[PATCHv2 2/7] block: align the bio after building it

Keith Busch posted 7 patches 2 months ago
[PATCHv2 2/7] block: align the bio after building it
Posted by Keith Busch 2 months ago
From: Keith Busch <kbusch@kernel.org>

Instead of ensuring each vector is block size aligned while constructing
the bio, just ensure the entire size is aligned after it's built.
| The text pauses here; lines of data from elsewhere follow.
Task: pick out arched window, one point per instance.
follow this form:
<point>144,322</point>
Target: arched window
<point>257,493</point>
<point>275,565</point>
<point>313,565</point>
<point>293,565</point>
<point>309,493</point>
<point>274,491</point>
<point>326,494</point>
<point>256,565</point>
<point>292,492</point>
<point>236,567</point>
This
makes it more flexible to accepting device valid io vectors that would
otherwise get rejected by alignment checks.

Signed-off-by: Keith Busch <kbusch@kernel.org>
---
 block/bio.c | 60 +++++++++++++++++++++++++++++++++++------------------
 1 file changed, 40 insertions(+), 20 deletions(-)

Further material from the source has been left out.